Yeah, I can believe that. When we were there everything was paper-driven at our GP. To get a prescription we had to go home from an appointment, and then come back the next day to get a paper copy to take to Boots, and then wait a day or two for the meds if they were not in-stock. I think later the Boots near us would go and collect the prescription paper for me if I phoned them, and then call us when the meds were ready, but it's been a while and it's all getting fuzzy now. It was nice because I was pretty much on foot, without having a car there.

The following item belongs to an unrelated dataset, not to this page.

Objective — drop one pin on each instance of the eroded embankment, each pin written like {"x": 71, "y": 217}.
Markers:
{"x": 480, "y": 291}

I was horrified, though, to find out that if I had to go to the hospital it was going to be that Death Star new one across the Clyde (Queen Elizabeth Hosp?) that had kids getting sick/killed, while inpatients, from nasties in the water supply and pigeon droppings in the air system. (And a smattering of incompetence.) The GP did want to send me once, and was going to call for an ambulance to take me there from her office, but when I found out that's where they'd take me I refused. Took a cab home instead. I told her I'd happily go to the one over by City Center, but she said my postcode had to use QE2. If the problem had continued I've had gone private and used the private hospital very close to where we lived. Thankfully, whatever the heck was wrong resolved itself without intervention.
The Death Star was also a major bus transfer point, and there were many days I transferred buses there to get to IKEA. They'd managed to build the main buildings so that they funneled the wind - I was literally blown over one day. Hadn't had that happen since I was like two years old! Very, very strange planning around that place.
I did read in that article I linked that the best wait times in Scotland were at the Lanarkshire NHS, though.